Conchoprimo or Concho Primo is a stereotype of peasant guerilla leaders in Dominican Republic who took part in numerous uprisings. Conchoprimo is viewed as a historical national personification of the Dominican Republic. His canonical image, in peasant clothes with an accordion and a machete, was created by the cartoonist Bienvenido Gimbernard in 1919.

Some Spanish dictionaries define 'conchoprimo' as "a character typical of the Montonero revolutions, who participated in armed uprisings." Accordingly, the period at the beginning of the 20th century until the American intervention in 1916 is called "the era of Concho Primo" or the era of "machete generals", and the corresponding chaotic political situation is called conchoprimismo.

The origin of the name is uncertain.

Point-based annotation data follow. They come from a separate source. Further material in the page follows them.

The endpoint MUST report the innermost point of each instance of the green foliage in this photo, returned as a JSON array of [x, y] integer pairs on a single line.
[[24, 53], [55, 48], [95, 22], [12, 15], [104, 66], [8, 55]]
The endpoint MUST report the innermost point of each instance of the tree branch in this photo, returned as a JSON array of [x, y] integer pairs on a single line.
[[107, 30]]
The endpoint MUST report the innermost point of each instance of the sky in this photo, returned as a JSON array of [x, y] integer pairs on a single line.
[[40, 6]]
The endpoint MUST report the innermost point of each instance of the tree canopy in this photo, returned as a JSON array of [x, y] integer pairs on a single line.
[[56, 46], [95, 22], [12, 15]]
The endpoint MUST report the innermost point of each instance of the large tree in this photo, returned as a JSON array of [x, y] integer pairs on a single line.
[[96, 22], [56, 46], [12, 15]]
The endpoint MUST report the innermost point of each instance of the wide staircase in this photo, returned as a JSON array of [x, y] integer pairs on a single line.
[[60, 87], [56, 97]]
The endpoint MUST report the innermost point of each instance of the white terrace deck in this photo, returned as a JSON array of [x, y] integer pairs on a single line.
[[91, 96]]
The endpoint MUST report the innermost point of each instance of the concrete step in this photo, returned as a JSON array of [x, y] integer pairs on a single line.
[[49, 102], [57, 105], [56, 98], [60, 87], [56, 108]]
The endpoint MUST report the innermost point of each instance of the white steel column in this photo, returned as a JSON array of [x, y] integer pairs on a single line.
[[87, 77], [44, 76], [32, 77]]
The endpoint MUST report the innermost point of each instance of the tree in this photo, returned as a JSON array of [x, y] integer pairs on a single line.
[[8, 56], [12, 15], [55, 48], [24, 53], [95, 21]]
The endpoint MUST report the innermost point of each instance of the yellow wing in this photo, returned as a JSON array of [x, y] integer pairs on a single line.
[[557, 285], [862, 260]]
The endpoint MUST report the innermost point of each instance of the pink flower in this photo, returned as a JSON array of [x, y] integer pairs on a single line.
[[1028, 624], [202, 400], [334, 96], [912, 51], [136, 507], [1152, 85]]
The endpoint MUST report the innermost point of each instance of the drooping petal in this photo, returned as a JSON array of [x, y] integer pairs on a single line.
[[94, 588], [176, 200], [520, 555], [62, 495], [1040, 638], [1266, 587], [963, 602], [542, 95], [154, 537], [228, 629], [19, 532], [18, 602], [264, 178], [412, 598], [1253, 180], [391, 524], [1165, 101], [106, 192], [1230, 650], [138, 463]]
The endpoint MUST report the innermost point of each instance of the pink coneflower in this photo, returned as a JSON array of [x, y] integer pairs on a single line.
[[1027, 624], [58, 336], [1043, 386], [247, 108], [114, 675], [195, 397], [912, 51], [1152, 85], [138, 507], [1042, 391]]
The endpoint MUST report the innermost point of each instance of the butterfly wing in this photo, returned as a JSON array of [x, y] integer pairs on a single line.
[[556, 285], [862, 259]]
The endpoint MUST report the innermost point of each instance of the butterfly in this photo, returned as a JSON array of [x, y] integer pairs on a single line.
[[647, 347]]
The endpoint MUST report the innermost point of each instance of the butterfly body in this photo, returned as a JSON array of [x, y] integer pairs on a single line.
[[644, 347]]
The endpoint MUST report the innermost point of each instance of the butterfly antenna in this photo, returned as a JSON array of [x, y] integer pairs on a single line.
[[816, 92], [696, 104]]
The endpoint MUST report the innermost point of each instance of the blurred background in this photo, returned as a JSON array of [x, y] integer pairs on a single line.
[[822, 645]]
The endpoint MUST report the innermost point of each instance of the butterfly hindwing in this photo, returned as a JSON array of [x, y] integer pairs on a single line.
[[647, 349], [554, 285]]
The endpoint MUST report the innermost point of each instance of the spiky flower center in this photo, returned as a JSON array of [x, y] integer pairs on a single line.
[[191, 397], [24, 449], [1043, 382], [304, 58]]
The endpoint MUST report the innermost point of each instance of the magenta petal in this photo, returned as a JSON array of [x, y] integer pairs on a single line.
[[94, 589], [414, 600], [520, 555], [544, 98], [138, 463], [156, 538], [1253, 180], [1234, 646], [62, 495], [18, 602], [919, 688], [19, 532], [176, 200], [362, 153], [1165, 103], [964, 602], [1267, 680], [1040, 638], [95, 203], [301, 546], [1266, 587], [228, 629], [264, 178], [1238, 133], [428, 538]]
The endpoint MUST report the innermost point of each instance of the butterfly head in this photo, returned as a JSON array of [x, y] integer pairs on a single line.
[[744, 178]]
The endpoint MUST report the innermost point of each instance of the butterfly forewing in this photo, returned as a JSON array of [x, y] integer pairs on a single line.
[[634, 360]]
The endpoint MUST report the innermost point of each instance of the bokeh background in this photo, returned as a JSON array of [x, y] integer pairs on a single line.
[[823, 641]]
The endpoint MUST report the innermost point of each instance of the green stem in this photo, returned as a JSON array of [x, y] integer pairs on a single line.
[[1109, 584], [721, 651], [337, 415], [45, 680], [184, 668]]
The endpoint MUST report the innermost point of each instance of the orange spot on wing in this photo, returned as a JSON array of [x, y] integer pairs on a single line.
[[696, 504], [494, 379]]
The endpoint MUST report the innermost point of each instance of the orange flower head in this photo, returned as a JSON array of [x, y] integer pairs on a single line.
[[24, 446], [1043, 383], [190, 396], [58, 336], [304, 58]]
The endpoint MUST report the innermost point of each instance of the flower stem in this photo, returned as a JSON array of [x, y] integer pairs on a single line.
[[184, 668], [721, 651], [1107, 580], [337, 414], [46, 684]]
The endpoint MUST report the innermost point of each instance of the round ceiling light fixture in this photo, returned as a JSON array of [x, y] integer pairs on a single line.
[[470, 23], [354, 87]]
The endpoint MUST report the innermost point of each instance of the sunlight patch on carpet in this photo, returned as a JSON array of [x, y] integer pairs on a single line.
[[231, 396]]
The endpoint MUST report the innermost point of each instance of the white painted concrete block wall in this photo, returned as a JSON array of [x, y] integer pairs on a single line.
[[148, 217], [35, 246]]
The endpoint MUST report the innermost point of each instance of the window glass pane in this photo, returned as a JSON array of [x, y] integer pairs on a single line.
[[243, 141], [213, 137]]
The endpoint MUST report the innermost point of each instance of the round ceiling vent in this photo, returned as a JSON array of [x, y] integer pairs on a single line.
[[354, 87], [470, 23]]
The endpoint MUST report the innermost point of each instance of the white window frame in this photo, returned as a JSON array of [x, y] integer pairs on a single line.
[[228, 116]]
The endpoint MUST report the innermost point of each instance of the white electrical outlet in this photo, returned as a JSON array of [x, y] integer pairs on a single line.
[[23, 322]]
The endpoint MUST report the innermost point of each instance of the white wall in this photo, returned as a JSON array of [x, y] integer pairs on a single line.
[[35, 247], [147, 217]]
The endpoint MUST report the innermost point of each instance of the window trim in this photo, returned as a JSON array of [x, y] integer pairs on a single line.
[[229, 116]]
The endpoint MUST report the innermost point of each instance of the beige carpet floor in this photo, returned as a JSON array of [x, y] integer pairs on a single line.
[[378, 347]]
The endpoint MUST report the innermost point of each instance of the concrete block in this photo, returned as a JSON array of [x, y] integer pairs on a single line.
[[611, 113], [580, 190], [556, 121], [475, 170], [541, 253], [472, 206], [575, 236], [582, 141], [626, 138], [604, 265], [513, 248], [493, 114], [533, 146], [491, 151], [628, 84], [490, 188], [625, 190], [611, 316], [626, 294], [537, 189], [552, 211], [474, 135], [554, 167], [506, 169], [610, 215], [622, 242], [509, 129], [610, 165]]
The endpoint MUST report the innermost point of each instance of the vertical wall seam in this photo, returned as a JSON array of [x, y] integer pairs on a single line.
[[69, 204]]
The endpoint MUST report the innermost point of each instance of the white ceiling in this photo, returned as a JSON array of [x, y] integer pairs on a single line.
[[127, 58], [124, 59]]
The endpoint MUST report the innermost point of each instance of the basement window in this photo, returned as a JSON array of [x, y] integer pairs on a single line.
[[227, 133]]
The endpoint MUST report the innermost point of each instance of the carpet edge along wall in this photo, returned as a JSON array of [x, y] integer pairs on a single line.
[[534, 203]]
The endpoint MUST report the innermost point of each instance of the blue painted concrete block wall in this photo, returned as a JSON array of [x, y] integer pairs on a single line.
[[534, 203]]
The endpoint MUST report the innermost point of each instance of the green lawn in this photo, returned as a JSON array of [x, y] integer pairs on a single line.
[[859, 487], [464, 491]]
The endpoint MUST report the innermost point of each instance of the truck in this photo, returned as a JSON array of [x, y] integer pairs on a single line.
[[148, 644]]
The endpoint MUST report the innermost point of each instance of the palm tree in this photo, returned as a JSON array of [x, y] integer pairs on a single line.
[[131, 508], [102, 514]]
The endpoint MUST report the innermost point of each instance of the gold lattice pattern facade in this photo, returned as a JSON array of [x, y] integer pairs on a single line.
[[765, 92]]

There are various stories when a purported "conchoprimo" uttered in a bewilderment: "Concho, primo!". In this context, "concho" is a minced alteration of an expletive interjection "coño", i.e., "cunt" (Note: In Dominican Republic "concho!" is used to variously express admiration, astonishment, strangeness or pain ("admiracion, asombro, extraneza o dolor")) and primo means "cousin" (which may also be used as an address of familiarity, like "compay" or "bro"), i.e., the expression may be translated as "Damn, cousin!" or "Damn, bro!".

During the dictatorship of Rafael Trujillo many songs were dedicated to Concho Primo, and in remembrance of his accordion, a single-row diatonic-button accordion is called Concho Primo by some Dominicans.